Intel Corp cut its first-quarter revenue forecast by $300 million on Monday because of costs associated with correcting a design flaw it discovered in one of its chips.
Intel said it had stopped shipments of the chip, which is used in PCs with the company's latest generation Sandy Bridge processors, and had implemented a fix. It estimated the total cost to repair and replace the chip at about $700 million.
The world's largest chipmaker, whose shares were down 1.6 percent after the announcement, said it did not expect the problem to have a material effect on full-year revenue. It will begin delivering an updated version of the chip to customers in late February.

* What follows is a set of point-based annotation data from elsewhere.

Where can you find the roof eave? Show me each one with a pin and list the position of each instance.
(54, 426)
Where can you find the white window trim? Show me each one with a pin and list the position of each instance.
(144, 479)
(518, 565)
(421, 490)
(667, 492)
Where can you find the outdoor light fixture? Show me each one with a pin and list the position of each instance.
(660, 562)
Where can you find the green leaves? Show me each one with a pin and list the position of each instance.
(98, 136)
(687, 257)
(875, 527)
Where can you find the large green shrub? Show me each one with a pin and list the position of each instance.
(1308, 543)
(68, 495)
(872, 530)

But since the flaw affected some of the chipset units shipped in the fourth quarter, Intel plans to take a charge that will reduce its gross margin by roughly 4 percentage points for that period.

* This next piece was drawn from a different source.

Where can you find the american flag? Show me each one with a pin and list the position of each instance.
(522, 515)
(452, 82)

It will also take a first-quarter charge that will cut its gross margin by 2 percentage points.
Analysts said the financial impact would be muted, but added that the issue would ding the company's reputation, at least temporarily.
This is a minor negative and not as big an issue as it seems, said Miller Tabak analyst Brendan Furlong. It's obviously an embarrassment, rather than a major problem for the company.

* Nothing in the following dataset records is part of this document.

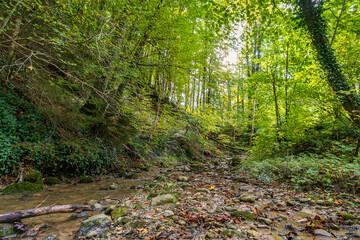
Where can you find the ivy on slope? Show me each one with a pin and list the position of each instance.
(27, 140)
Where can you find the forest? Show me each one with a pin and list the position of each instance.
(243, 100)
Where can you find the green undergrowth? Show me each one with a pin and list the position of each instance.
(308, 172)
(28, 140)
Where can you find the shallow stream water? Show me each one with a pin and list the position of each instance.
(61, 223)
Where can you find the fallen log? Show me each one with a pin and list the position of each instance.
(12, 216)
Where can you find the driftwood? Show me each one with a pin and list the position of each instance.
(12, 216)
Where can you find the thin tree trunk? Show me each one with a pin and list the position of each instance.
(286, 83)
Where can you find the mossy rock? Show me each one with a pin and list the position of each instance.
(22, 187)
(34, 177)
(119, 212)
(86, 179)
(244, 214)
(52, 180)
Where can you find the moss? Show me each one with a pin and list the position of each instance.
(244, 214)
(34, 177)
(52, 180)
(22, 187)
(86, 179)
(118, 212)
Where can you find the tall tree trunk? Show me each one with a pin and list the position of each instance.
(311, 12)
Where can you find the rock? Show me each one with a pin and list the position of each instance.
(80, 215)
(162, 199)
(168, 213)
(51, 237)
(348, 222)
(23, 187)
(254, 234)
(232, 233)
(119, 212)
(34, 177)
(346, 216)
(95, 226)
(96, 207)
(210, 235)
(290, 203)
(124, 220)
(322, 233)
(304, 200)
(248, 199)
(244, 214)
(203, 190)
(86, 179)
(266, 221)
(114, 186)
(7, 230)
(52, 180)
(282, 217)
(182, 222)
(334, 227)
(182, 179)
(137, 224)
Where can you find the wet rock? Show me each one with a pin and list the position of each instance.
(266, 221)
(7, 230)
(183, 179)
(86, 179)
(162, 199)
(168, 213)
(95, 226)
(248, 199)
(322, 233)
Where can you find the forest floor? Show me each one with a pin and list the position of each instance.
(211, 202)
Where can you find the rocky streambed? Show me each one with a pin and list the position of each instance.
(208, 202)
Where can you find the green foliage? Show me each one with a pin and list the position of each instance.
(308, 171)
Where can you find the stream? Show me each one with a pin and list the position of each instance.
(79, 194)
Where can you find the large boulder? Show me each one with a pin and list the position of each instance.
(95, 226)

The chip issue, along with the two acquisitions that are closing, including the purchase of security software firm McAfee, which is due to close in the first quarter, prompted Intel to revise its overall outlook.
Helped by the deals, it now expects first-quarter revenue of $11.7 billion, give or take $400 million, compared with its previous expectation of $11.5 billion, give or take $400 million.
Shares of Intel were down 34 cents at $21.12 on Nasdaq.